The series invites us to examine our own interactions in the real world. Kind words can be the difference between falling apart and carrying on; saying feelings out loud can be a revelation; considering a different point of view can lead to a heartfelt apology; family can be chosen as well as biological. Hometown Cha Cha Cha explores the everyday happiness and sorrow of normal people and makes the world feel like it hangs in the balance. Because for all of us on a day to day basis it does. 

Thoreau wrote “[W]e live meanly, like ants … our life is frittered away by detail.” In Hometown Cha Cha Cha, the intricacies of human connection are told in rich and acute detail: a porridge made for someone when they are sick; a father carrying his daughter on his back to meet her idol; a grandmother stubbornly leaving food at a door that will not yield; a text message received in a desperate moment. Human beings reaching out to one another across the void is the story. A community sits side by side and enjoys food and laughter during a funeral just as they do during a joyful celebration. There is a sacred importance to the ritual of marking sorrow and happiness together. It is a story that is both clear eyed about human nature while also being profoundly hopeful in the power of what we can mean to one another. 

Hometown Cha Cha Cha is both a salve and an escape. It deftly weaves these references to poetry, Thoreau, and Tolstoy with laugh out loud comedy, a Pretty Woman-inspired fashion show, and an impromptu Kpop concert. It is an achingly beautiful romance. But it is perhaps most importantly a deeply moving love letter to the importance of community during a time in which most of us have been cut off from one another. It should not be surprising as we sit at home largely still isolated that a story which so brilliantly depicts the beauty of community has touched so many hearts across the world and reached beyond language barriers. 
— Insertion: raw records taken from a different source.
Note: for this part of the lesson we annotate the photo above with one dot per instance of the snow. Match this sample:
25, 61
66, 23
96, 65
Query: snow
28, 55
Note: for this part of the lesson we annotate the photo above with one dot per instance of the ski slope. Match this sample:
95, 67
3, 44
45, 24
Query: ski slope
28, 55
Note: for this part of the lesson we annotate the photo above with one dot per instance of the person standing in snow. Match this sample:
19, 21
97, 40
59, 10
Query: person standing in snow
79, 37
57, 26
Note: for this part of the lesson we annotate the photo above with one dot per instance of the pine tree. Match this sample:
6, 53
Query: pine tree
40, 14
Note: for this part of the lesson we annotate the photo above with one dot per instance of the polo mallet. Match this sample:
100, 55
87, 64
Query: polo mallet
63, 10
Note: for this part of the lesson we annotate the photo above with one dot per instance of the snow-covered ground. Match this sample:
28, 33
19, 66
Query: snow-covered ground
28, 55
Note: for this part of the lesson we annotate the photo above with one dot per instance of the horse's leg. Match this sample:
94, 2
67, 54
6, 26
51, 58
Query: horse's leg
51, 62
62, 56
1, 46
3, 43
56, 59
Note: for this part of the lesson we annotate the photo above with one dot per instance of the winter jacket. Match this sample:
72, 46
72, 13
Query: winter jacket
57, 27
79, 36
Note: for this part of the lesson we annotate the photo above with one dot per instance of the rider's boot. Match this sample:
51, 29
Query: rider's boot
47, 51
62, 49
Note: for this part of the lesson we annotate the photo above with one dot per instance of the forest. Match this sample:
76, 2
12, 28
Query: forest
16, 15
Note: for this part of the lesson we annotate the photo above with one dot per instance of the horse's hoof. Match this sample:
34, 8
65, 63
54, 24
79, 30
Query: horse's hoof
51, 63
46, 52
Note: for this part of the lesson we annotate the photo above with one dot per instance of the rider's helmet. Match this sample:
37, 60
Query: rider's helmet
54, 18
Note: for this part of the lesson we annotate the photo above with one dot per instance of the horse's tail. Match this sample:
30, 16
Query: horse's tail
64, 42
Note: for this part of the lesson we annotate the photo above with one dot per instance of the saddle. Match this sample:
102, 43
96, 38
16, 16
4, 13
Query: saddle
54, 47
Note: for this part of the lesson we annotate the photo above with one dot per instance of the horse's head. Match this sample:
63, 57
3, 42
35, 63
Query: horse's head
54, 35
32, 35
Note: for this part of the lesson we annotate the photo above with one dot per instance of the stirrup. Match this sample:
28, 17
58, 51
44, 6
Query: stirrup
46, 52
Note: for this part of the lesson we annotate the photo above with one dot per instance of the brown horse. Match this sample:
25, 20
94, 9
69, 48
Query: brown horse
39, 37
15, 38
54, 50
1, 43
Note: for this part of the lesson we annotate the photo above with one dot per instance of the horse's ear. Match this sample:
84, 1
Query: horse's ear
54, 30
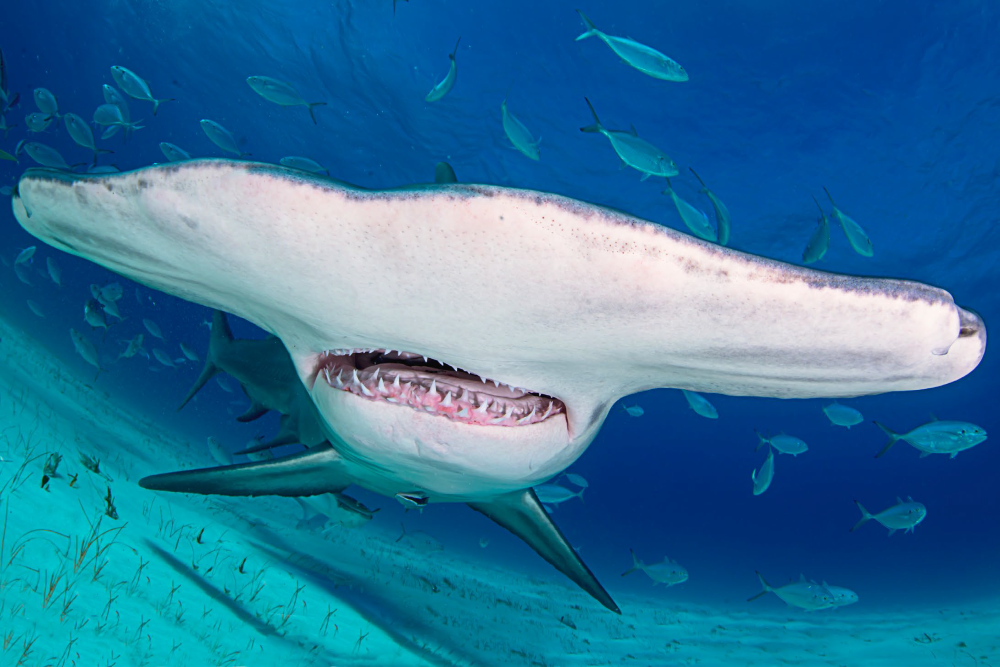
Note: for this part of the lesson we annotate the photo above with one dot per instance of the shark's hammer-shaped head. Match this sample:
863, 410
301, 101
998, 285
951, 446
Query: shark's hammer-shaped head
534, 312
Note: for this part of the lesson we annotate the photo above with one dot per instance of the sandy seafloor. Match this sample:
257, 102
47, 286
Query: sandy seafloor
148, 591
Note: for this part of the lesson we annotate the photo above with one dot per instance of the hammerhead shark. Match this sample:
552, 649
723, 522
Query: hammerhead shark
463, 343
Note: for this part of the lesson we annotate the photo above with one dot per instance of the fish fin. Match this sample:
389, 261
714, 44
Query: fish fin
761, 440
698, 177
311, 114
596, 127
255, 411
865, 516
893, 437
636, 564
319, 470
157, 103
521, 513
830, 197
591, 28
220, 338
764, 585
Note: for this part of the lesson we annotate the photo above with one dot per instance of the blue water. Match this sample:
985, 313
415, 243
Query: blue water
893, 106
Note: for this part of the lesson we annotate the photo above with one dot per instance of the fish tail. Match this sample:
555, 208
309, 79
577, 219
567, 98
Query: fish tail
636, 564
761, 440
596, 127
865, 516
764, 585
220, 338
893, 437
157, 103
311, 114
698, 177
829, 196
591, 28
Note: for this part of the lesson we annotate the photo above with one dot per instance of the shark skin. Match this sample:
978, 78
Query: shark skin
269, 379
579, 305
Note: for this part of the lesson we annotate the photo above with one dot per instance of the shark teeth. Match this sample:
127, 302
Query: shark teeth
400, 379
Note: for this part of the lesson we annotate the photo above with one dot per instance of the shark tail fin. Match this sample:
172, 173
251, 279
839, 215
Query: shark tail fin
893, 437
761, 440
220, 337
596, 127
311, 106
521, 513
865, 516
764, 585
319, 470
636, 564
591, 31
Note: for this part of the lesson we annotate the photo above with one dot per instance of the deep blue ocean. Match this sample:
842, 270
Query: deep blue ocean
893, 106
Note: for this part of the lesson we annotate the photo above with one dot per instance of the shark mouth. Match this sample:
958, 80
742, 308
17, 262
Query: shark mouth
409, 379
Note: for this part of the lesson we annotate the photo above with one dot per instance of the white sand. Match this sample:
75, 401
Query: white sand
362, 598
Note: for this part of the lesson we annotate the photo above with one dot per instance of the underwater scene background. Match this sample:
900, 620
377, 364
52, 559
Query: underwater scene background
894, 107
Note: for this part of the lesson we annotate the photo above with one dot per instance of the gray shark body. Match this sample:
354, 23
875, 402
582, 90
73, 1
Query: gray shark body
463, 343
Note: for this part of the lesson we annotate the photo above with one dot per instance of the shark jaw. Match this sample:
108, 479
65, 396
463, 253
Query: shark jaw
412, 426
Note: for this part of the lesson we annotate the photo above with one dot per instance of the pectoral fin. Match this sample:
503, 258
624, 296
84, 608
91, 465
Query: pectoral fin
319, 470
522, 514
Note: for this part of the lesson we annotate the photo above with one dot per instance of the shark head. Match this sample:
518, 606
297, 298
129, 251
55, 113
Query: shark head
462, 342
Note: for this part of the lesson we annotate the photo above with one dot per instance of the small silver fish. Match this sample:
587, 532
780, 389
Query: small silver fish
153, 328
46, 102
856, 236
723, 221
136, 87
901, 516
81, 133
634, 152
700, 405
448, 82
785, 444
173, 153
221, 137
693, 217
762, 478
281, 93
38, 121
54, 272
518, 134
634, 410
643, 58
842, 415
163, 357
819, 242
303, 163
45, 156
665, 572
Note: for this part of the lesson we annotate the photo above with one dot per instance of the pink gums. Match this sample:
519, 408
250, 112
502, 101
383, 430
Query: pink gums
438, 393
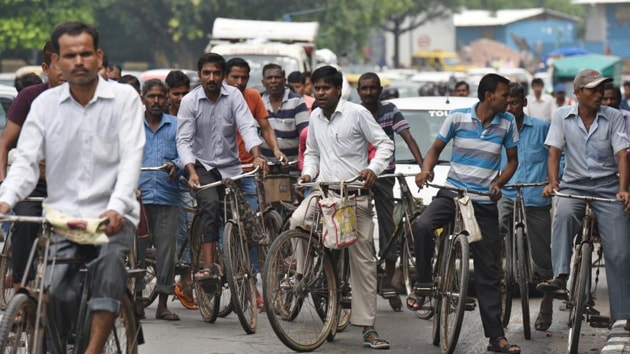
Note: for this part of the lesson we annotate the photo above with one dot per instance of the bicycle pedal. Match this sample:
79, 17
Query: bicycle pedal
597, 321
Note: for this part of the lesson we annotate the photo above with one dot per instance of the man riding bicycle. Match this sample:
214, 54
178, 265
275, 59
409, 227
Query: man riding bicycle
90, 133
479, 135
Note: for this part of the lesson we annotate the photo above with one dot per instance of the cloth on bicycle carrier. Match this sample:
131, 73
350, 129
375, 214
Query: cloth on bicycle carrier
82, 231
249, 222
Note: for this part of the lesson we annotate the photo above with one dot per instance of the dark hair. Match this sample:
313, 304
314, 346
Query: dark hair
176, 78
151, 83
460, 83
272, 66
73, 28
296, 76
48, 50
237, 62
211, 58
516, 90
369, 76
329, 75
489, 83
26, 80
131, 80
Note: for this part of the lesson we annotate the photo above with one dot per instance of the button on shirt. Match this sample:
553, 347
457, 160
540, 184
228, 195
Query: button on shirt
589, 154
93, 153
337, 148
532, 162
206, 130
160, 148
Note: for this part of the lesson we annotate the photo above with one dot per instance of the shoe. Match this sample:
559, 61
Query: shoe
185, 297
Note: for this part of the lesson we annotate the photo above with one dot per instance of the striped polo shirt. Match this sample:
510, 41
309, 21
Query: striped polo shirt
287, 123
476, 157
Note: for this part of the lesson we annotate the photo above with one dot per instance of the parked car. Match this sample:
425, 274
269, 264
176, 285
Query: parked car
425, 116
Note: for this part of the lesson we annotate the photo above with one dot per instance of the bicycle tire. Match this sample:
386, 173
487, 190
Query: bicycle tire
580, 298
523, 278
455, 293
240, 277
19, 337
6, 271
507, 283
208, 303
306, 331
124, 337
149, 294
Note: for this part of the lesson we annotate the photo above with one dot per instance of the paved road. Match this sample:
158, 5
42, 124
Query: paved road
404, 330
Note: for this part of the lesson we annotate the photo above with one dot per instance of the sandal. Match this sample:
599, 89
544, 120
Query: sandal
376, 342
543, 321
496, 347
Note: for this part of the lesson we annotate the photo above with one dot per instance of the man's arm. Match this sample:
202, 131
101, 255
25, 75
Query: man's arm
8, 139
412, 145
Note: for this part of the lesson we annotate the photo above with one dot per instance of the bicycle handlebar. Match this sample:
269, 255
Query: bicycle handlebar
583, 197
164, 167
458, 190
235, 178
521, 185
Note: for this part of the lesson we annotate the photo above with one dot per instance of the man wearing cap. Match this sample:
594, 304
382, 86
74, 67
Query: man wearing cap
595, 153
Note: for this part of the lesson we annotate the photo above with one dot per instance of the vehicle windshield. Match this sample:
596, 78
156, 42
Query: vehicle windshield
424, 126
257, 62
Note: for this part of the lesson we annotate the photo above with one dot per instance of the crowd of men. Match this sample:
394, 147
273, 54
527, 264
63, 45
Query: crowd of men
83, 137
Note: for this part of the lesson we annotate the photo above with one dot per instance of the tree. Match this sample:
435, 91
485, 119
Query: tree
406, 15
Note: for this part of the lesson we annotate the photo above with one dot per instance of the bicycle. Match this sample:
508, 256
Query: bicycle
450, 277
518, 262
236, 244
25, 325
405, 210
6, 263
580, 300
304, 288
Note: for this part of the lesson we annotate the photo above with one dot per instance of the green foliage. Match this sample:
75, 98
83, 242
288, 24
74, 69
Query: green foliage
27, 24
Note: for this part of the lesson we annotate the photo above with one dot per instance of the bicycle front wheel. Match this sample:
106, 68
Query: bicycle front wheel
522, 273
298, 270
17, 328
208, 303
240, 277
453, 297
6, 271
579, 297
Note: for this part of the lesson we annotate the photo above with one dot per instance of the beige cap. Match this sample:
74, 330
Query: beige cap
589, 79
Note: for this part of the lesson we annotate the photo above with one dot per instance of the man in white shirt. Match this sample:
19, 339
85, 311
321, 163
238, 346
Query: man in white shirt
90, 132
336, 150
539, 104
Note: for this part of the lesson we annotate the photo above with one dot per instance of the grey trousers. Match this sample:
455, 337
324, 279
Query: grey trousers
107, 277
538, 234
162, 221
614, 231
361, 254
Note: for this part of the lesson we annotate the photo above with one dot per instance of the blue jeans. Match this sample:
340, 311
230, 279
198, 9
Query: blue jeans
614, 229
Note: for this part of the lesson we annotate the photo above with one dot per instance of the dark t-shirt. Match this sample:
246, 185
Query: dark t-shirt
22, 104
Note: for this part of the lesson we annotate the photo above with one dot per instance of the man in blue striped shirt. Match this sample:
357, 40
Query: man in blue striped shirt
288, 114
479, 134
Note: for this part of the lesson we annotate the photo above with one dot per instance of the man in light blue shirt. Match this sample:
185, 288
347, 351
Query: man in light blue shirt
596, 165
532, 168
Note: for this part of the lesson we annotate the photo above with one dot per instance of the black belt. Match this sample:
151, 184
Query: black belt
354, 192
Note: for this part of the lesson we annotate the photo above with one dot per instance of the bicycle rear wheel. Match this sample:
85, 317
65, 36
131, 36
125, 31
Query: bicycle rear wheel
579, 297
454, 296
522, 274
289, 296
17, 328
6, 271
240, 277
208, 303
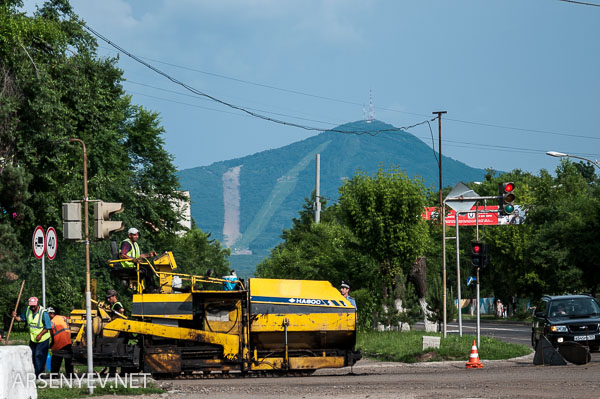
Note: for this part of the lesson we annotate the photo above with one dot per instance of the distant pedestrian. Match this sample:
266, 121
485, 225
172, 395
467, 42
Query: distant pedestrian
61, 343
345, 291
39, 325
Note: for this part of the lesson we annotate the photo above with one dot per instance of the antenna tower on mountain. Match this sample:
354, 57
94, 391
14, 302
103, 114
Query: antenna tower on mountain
371, 115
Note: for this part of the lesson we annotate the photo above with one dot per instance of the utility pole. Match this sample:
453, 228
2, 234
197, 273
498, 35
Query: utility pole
88, 294
442, 216
318, 190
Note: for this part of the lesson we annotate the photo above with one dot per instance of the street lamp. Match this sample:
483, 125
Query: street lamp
562, 154
88, 295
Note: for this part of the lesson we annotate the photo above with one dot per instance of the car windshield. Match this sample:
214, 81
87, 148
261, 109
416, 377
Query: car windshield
576, 307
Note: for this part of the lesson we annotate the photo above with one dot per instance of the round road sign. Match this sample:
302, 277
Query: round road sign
51, 243
39, 242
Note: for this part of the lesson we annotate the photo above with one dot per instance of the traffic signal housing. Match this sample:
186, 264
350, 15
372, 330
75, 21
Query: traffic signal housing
103, 211
506, 197
479, 254
71, 212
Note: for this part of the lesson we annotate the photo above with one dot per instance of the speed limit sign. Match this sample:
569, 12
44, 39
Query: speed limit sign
39, 242
51, 243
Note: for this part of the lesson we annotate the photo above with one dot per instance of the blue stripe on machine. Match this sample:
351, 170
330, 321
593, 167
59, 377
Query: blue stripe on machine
296, 301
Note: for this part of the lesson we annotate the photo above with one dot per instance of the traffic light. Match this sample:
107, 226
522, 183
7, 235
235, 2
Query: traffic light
506, 197
479, 254
103, 226
71, 213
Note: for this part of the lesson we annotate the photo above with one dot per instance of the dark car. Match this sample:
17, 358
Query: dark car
567, 318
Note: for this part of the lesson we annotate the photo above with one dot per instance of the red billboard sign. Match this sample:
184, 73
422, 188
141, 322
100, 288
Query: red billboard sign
487, 216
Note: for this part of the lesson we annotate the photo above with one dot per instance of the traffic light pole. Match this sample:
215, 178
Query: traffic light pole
458, 277
88, 294
443, 215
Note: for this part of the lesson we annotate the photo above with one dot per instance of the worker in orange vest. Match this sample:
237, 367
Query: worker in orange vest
61, 343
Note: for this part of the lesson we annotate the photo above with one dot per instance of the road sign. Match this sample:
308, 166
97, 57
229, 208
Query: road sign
39, 242
51, 243
461, 190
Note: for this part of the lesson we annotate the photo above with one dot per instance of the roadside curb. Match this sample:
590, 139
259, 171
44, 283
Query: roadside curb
366, 363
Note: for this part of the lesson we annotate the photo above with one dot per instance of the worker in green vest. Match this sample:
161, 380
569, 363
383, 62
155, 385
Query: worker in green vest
130, 250
39, 324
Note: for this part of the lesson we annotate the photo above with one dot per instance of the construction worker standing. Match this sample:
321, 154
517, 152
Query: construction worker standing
61, 343
39, 325
130, 250
115, 305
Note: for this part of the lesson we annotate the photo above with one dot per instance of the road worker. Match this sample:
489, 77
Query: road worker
61, 343
39, 325
130, 250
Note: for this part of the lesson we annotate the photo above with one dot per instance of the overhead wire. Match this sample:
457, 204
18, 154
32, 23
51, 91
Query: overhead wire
243, 109
447, 142
581, 2
499, 126
251, 112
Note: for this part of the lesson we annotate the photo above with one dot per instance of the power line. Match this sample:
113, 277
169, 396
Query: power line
450, 143
581, 2
237, 107
205, 99
499, 126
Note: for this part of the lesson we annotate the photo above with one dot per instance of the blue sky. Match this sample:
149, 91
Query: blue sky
532, 65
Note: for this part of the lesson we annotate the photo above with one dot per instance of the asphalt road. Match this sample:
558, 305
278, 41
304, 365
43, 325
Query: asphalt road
513, 332
514, 378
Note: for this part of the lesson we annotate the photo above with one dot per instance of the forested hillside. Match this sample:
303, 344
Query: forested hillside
275, 183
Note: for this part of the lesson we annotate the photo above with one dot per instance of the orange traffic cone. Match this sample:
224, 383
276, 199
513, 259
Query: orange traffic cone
474, 362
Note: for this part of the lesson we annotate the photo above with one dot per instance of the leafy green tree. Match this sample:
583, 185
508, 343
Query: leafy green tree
383, 212
54, 87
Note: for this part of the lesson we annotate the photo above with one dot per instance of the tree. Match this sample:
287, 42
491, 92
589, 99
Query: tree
384, 213
53, 87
People Should Live Among Other People

Hometown Cha Cha Cha shows us how the world often is: words cut, mental health is not linear, intimacy is hard labor, and we cruelly blame others for misfortune. But it also shows us all the ways that the world can be. We can reach out to one another, take responsibility, offer care, open ourselves to real intimacy, speak hard truths out loud, and forgive one another and, most importantly, ourselves. Such acts, however small, can be transformational.

Over two hundred years ago, in a solitude carved out of grief, Thoreau asked what sort of space separates a person from others. As it turns out, it’s only the space that we allow.

Shin Ha-eun answers his question during the global solitude of a pandemic through the words of Gongjin’s grandmother, Kim Gam-ri. She tells the audience to “look around yourself closely and you’ll realize that you’re surrounded by many precious things.” That while “life may seem like a burden to you at times... if you choose to be among others…someone will carry you on their back.” What could be more meaningful during a pandemic defined by isolation and loneliness?

All over the world, we have been resigned to our own cabins. As we slowly come together once again, Hometown Cha Cha Cha asks us to knock on the doors of people’s hearts. To act with kindness; to ask questions and be slow to cast judgment. To be brave and honest. To share good food with people and carry one another on our backs. And when we cannot, to send messages of care however we can. Community is a collection of human beings where we have the courage to know one another and be known. Where we show up for the rituals of heartache and as well as the celebrations. Where we climb into the boat on top of the hill and face what life will bring, together. 

Shin Ha-eun inscribed a final thought to the audience, from Thoreau, in the best selling book version of her Hometown Cha Cha Cha screenplay:

“There is no remedy for love but to love more.”

It is a beautiful and timely message that we so desperately need right now.